荒覇吐(あらはばき)神を訪ねてパート2
古代東北が蝦夷と呼ばれていた頃、この地に住む人々が信仰の対象としていたのは、山や野に点在する巨岩であった。
民俗学や古代宗教学に詳しい僕ではないが、荒覇吐神と呼ばれていた東北の神が、岩倉(巨岩)信仰を示すことは間違いないだろうと思う。
昨日、学び舎の小林先生と岩手県南地区に鎮座する荒覇吐神を探訪したわけだが、実に多くの共通点を見出すことが出来た。
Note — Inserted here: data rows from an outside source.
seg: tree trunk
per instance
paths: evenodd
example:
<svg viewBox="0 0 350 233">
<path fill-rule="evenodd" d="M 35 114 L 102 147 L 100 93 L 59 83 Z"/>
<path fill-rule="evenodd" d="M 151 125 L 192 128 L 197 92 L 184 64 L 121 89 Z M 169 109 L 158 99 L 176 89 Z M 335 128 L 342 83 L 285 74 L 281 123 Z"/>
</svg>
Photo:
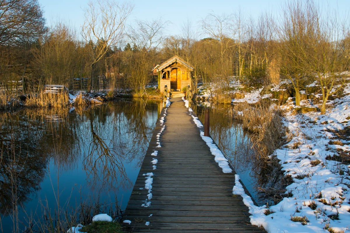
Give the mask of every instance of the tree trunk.
<svg viewBox="0 0 350 233">
<path fill-rule="evenodd" d="M 295 105 L 299 106 L 300 105 L 300 93 L 299 92 L 299 88 L 294 88 L 295 91 Z"/>
</svg>

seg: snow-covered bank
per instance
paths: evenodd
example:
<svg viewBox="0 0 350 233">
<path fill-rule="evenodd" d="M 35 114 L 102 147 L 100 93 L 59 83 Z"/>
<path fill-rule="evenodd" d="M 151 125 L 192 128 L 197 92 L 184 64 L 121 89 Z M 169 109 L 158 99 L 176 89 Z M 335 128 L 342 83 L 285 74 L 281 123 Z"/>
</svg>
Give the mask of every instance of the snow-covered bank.
<svg viewBox="0 0 350 233">
<path fill-rule="evenodd" d="M 262 89 L 232 102 L 269 98 L 260 94 Z M 344 94 L 328 101 L 324 115 L 297 113 L 291 99 L 281 106 L 290 140 L 270 156 L 278 159 L 284 175 L 290 177 L 286 193 L 290 197 L 275 205 L 256 206 L 242 191 L 237 176 L 233 192 L 243 197 L 252 224 L 271 233 L 350 232 L 350 85 Z M 308 101 L 302 104 L 311 106 Z"/>
</svg>

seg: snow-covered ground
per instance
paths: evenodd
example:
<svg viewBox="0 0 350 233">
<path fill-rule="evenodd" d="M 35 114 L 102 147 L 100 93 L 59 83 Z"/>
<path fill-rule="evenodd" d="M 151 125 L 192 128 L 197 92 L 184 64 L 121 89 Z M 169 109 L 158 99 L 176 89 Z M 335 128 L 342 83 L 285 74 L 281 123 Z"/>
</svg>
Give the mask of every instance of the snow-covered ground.
<svg viewBox="0 0 350 233">
<path fill-rule="evenodd" d="M 254 103 L 268 97 L 261 96 L 261 90 L 245 93 L 244 98 L 232 102 Z M 350 165 L 336 161 L 341 155 L 349 157 L 347 163 L 350 163 L 350 138 L 348 135 L 337 138 L 335 134 L 350 126 L 350 85 L 345 88 L 344 93 L 344 97 L 329 102 L 331 107 L 324 115 L 319 112 L 296 114 L 291 101 L 281 107 L 286 111 L 284 123 L 291 139 L 271 156 L 276 156 L 284 175 L 290 176 L 292 182 L 286 187 L 286 192 L 292 195 L 275 205 L 256 206 L 245 193 L 236 175 L 232 193 L 243 197 L 251 214 L 252 224 L 263 227 L 269 233 L 350 232 Z M 210 95 L 208 93 L 205 95 Z M 185 101 L 188 107 L 187 103 Z M 167 104 L 167 107 L 168 101 Z M 166 112 L 160 120 L 162 124 Z M 194 117 L 194 121 L 201 126 L 197 118 Z M 206 137 L 202 136 L 214 159 L 223 172 L 230 172 L 227 160 Z M 161 147 L 160 143 L 158 147 Z M 157 153 L 155 151 L 152 155 L 156 156 Z M 157 162 L 155 158 L 150 161 L 154 165 L 154 170 Z M 144 175 L 145 188 L 149 191 L 145 207 L 148 202 L 150 204 L 152 175 L 152 172 Z M 149 222 L 145 224 L 148 225 Z"/>
<path fill-rule="evenodd" d="M 261 89 L 232 102 L 254 103 L 268 97 L 260 95 Z M 243 197 L 252 224 L 271 233 L 350 232 L 350 135 L 338 139 L 335 134 L 350 125 L 350 85 L 344 93 L 328 102 L 331 106 L 324 115 L 296 114 L 291 101 L 281 107 L 287 111 L 284 123 L 291 140 L 270 156 L 276 156 L 284 175 L 290 176 L 292 182 L 286 192 L 292 195 L 275 205 L 256 206 L 236 175 L 233 193 Z M 204 96 L 209 95 L 207 92 Z M 340 155 L 348 157 L 349 162 L 337 161 Z"/>
</svg>

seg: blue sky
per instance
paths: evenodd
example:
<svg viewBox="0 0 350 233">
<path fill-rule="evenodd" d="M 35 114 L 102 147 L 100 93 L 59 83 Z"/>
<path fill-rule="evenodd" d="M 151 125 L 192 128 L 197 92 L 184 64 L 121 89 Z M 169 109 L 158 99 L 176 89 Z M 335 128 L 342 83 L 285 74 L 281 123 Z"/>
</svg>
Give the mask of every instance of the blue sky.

古代から信仰されてきた巨岩のほとんどは、富士山型の秀麗な山の頂上やもしくは、頂上付近に鎮座している。そしてそばには必ず神社が建立されている。岩手県南の場合は、荒覇吐の岩倉の近くには月山神社が多い。
そして一番大切な共通点は、荒覇吐が祀っている場所は、景観が素晴らしいということだ。北上川の優美な流れ、そして羽奥山系の秀麗な美しさ、そこに沈み行く夕陽の美しさは古代も今も変わらない。
神への信仰は、自然美に対する崇拝でもあっただろうと思う。愛する家族の平穏な暮らしを願う心。そして食を与えてくれる山への感謝。その依代として、どっしりと大地に根を下ろす巨岩の威厳は、古代人と命の大地を繋ぐ言わば、パイプラインだったのではないだろうか。
森の中で、荒覇吐神である巨岩を前にすると、僕は古代人のざわめきが聞こえてくる。秋の恵みが多かった年は、岩倉を囲んで宴を催し、神への感謝をしただろう。そして病に倒れた愛するものへの祈りの波動が、戦う男たちの慟哭の波動が、僕に伝わってくる。
今僕たちがここに生きているのは、決して偶然などではない。凄まじいまでの祖先たちの生きるという執念の結晶が僕らであり、多くの人間たちの希望、愛、涙、汗が血の中に流れている。
輝く春の陽光の中で、荒覇吐神を前にして、僕はそんなことを考えていた。